I do not like to give battle when an enemy invites it,
he thought.
Even when I have the advantage of numbers. Especially with this enemy. Still, we
do
have the numbers, and there are no extraneous factors here. It′s a flat plain, in effect; hell for quartermasters, but a tactician′s paradise. I need only hit them with a hammer heavier than any they can lift.
A brief brightness:
And then . . . home?
″They′re coming in straight from the east,″ Ritva panted. ″About forty mounted men, the rest on foot.″
″How many of those?″
″Better than one hundred of them, less than two.″
″Ready, then,″ Rudi said; he ignored the arrow standing in the cantle of her saddle, as did she. ″Fall in.″
Now, let′s either all get killed, or do something I′d be calling truly spectacular
, he thought with a taut grin.
Lady Morrigú, cover me with Your wings. Lugh of the Many Skills, be with me now!
The little island and its wreck were not far to their rear; the shore was a line of gray and dark green off to the left. It had begun to snow again, a slow light drift of large fluffy flakes. He suppressed an impulse to catch one on his tongue, as he′d liked to do as a child. He′d been praying for a little extra snow, not too much, just enough to cover everything better than careful brushwork could do. And there were worse things to do than catch a snowflake, on what might be your last day in this turn of the Wheel of Life . . .
Instead he looked behind himself and made sure that the guide marks were plainly visible but inconspicuous; he′d made himself unpopular by taking everyone through it over and over again. Even though they′d all known that more likely than not the plan would go south, or change unpredictably. A few crows went by overhead from the shore woods to the island, or perhaps ravens. Somehow they always knew when men were about to lay a feast for them.

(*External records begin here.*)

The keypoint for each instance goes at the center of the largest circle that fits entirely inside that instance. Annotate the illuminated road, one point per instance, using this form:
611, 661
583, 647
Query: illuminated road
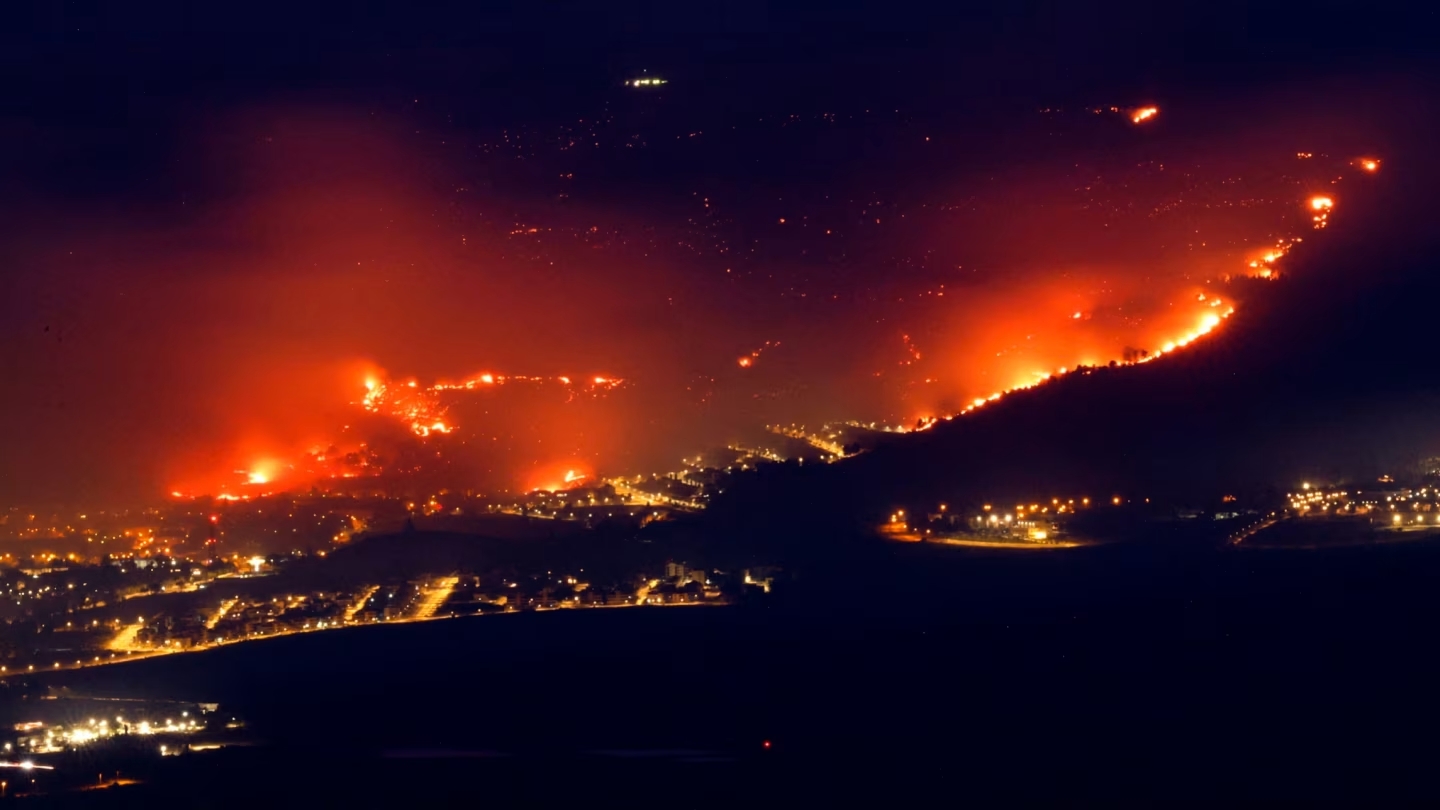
124, 642
641, 497
1004, 545
123, 646
1244, 535
435, 597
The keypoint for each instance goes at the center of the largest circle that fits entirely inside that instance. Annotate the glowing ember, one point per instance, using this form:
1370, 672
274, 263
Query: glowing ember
746, 361
424, 410
1144, 114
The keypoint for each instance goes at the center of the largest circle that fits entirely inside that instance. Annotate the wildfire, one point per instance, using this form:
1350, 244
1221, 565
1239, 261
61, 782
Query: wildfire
559, 477
1262, 267
1144, 114
424, 408
746, 361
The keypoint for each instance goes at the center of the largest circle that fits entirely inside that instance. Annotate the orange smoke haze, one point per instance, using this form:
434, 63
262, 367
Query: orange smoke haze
265, 335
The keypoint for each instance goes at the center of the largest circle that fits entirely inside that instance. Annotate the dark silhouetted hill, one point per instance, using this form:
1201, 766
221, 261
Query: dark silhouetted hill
1328, 372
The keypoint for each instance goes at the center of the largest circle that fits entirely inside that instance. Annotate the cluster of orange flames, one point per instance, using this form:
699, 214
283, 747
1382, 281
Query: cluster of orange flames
746, 361
424, 408
1262, 267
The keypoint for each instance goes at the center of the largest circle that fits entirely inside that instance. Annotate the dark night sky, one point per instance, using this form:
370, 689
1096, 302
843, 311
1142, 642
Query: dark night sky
218, 219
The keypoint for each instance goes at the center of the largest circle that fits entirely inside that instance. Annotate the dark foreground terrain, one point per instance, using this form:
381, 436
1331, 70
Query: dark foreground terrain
1152, 669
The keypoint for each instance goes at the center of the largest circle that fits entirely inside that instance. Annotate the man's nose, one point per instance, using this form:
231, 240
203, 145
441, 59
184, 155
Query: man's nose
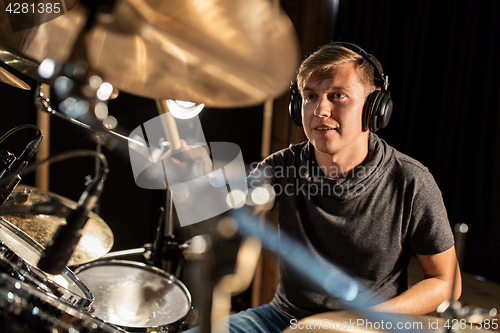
323, 108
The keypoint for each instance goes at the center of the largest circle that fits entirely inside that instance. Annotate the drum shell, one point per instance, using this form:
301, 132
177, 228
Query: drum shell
19, 254
137, 297
25, 309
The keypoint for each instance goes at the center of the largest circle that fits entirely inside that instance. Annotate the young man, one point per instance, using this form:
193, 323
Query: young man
351, 198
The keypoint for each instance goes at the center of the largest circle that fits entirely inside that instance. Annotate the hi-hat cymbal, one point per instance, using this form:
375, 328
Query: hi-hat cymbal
223, 53
96, 240
13, 80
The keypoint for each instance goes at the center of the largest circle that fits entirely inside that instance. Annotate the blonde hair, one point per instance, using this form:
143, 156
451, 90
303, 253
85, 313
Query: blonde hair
332, 56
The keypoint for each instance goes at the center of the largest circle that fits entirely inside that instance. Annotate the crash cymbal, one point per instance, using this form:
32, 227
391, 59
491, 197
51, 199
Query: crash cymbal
350, 321
223, 53
97, 238
11, 79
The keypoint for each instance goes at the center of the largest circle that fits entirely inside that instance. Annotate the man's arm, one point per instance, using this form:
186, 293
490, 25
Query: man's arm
428, 294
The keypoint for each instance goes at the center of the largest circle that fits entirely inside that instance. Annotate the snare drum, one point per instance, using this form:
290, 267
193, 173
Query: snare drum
25, 309
19, 254
135, 296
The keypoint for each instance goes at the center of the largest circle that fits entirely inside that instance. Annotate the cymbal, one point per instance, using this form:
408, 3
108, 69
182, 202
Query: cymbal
223, 53
350, 321
96, 240
13, 80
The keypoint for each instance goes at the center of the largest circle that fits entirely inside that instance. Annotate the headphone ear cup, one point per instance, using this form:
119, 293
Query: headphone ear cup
295, 106
377, 111
384, 111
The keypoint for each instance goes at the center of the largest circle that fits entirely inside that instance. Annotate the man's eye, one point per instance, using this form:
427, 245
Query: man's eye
309, 97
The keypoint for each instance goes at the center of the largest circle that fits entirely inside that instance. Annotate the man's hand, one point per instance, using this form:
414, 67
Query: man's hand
424, 297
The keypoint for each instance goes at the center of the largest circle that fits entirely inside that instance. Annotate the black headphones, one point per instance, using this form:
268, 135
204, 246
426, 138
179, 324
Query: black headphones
377, 110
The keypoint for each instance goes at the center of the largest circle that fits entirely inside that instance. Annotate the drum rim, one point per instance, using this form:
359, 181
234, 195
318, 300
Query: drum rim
26, 291
156, 270
82, 302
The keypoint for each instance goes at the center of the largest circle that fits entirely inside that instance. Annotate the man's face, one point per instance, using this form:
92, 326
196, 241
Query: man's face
332, 110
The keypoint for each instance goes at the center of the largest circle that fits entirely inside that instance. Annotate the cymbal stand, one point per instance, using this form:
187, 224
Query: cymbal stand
453, 312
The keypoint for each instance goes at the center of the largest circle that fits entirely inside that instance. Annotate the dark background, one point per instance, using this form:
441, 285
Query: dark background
441, 60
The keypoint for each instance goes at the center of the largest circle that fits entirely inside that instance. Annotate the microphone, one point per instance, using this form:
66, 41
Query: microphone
56, 255
11, 176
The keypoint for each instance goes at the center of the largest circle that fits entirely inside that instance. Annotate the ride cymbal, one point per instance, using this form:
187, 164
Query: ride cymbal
97, 237
223, 53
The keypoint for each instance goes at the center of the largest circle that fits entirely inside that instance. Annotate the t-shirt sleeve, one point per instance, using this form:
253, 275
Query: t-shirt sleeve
430, 228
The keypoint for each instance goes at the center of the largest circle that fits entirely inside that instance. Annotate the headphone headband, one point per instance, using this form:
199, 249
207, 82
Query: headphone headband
377, 109
367, 57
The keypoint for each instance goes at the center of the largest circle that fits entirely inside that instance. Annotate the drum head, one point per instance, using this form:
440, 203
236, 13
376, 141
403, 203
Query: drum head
24, 309
135, 296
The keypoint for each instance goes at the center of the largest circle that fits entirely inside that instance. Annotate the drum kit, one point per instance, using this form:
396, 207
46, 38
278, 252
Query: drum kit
223, 53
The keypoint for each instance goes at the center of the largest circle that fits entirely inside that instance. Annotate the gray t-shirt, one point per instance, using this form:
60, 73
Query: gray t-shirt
367, 222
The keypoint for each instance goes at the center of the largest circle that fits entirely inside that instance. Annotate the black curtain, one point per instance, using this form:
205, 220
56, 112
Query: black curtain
443, 73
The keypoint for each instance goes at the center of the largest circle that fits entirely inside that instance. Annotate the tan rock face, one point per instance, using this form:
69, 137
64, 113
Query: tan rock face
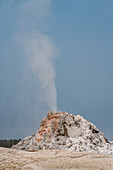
46, 124
64, 131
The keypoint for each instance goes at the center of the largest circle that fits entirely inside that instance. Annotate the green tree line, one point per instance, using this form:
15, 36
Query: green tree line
8, 143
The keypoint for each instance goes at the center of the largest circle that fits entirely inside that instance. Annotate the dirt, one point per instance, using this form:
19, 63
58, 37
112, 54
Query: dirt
11, 159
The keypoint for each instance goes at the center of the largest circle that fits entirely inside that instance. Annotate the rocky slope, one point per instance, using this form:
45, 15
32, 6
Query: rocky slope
64, 131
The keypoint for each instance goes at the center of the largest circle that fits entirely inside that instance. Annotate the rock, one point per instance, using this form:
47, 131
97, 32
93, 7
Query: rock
64, 131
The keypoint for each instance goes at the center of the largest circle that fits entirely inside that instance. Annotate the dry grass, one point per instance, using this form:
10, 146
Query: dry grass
51, 160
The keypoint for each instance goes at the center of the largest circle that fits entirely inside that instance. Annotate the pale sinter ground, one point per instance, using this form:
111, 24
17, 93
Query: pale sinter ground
52, 159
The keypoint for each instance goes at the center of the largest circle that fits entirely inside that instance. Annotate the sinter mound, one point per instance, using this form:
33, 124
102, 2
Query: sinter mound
64, 131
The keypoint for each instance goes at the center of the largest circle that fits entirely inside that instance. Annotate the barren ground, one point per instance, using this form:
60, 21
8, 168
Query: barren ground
50, 160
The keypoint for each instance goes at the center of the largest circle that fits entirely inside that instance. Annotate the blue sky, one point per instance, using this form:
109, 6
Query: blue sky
76, 38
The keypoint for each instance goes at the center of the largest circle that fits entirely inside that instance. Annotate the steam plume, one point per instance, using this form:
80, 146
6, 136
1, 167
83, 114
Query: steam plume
38, 48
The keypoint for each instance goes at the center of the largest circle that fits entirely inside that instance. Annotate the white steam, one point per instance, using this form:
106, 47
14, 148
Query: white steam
39, 49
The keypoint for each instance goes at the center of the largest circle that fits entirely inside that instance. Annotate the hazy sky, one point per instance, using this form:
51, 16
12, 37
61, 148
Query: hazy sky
55, 54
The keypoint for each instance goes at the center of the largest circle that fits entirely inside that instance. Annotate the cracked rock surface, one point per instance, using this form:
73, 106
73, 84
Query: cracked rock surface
64, 131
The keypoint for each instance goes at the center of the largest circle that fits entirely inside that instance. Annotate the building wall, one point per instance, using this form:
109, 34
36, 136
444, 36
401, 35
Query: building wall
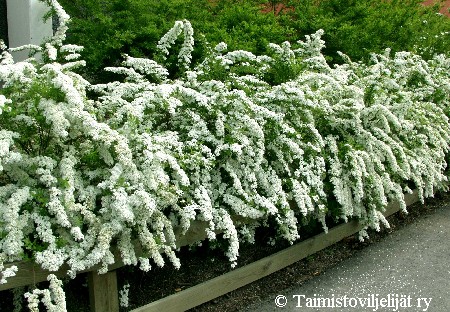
26, 24
3, 22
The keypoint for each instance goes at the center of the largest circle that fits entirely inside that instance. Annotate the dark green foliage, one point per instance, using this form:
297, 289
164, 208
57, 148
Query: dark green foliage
108, 29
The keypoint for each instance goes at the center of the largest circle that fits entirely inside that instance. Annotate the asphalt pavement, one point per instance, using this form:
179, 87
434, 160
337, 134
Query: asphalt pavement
407, 271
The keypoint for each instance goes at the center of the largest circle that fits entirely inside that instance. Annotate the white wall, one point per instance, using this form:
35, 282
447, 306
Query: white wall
25, 24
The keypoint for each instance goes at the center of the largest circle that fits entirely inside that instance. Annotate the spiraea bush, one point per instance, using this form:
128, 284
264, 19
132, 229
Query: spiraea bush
275, 138
108, 29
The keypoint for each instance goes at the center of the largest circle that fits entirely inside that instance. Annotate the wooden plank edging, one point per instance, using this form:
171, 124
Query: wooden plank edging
218, 286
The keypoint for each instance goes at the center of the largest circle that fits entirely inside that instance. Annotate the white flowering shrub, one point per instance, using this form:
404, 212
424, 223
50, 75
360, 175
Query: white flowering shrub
272, 139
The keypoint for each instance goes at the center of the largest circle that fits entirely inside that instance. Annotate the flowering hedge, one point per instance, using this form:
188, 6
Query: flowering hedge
274, 138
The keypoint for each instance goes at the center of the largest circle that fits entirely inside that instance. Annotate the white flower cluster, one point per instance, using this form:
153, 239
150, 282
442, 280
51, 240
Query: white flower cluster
81, 178
53, 298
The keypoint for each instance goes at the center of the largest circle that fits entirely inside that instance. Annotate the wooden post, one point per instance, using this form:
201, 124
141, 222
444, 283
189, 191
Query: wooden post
103, 292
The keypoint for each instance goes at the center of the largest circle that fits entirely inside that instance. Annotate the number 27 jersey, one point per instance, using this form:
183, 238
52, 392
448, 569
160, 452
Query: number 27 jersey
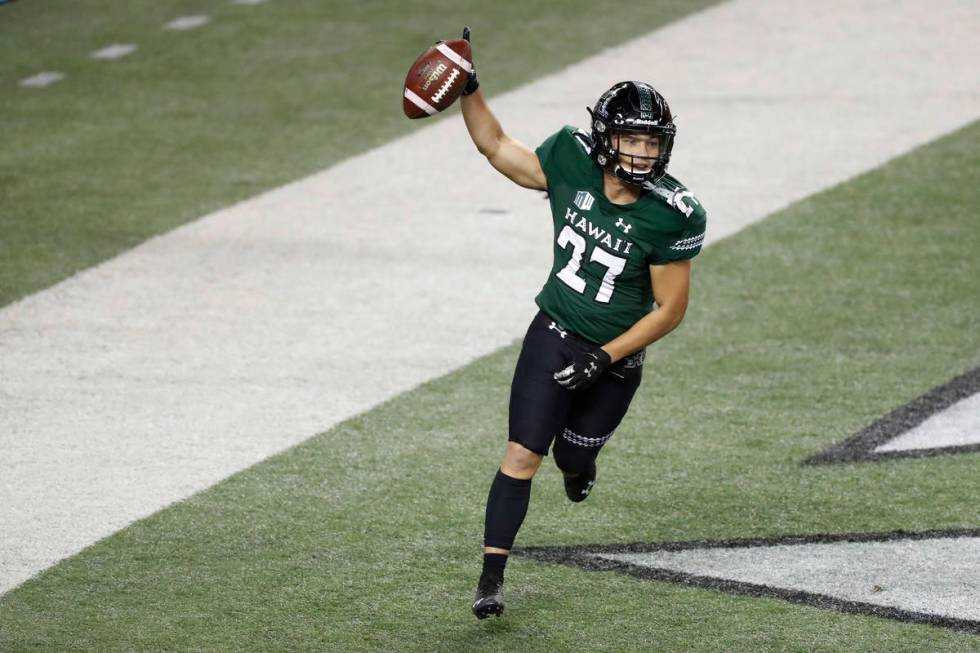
599, 285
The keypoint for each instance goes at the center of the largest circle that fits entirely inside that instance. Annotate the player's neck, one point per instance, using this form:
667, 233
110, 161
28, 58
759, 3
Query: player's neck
618, 191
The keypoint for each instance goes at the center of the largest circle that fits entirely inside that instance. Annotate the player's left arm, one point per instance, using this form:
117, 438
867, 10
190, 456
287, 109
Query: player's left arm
671, 284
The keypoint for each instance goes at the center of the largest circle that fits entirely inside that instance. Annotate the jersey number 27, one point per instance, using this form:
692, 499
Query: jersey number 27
569, 274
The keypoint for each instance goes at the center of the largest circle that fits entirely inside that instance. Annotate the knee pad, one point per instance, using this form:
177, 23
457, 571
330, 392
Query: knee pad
573, 458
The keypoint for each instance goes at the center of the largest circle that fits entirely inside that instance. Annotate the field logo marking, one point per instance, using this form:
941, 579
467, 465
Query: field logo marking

″Forward, my friends,″ he said quietly. ″The Lord and Lady keep Their hand over you.″
The seven of them sent their horses to the east; besides Rudi, there were Ignatius, Odard, Fred, Victoria and the twins. Most of the rest of their party were spread out on the rear slope of a long low dune, standing in scooped-out firing positions that left only head and shoulders visible, with spare arrows sticking in the hard snow point down by their hands. It all looked like the best possible disposition of an inferior force.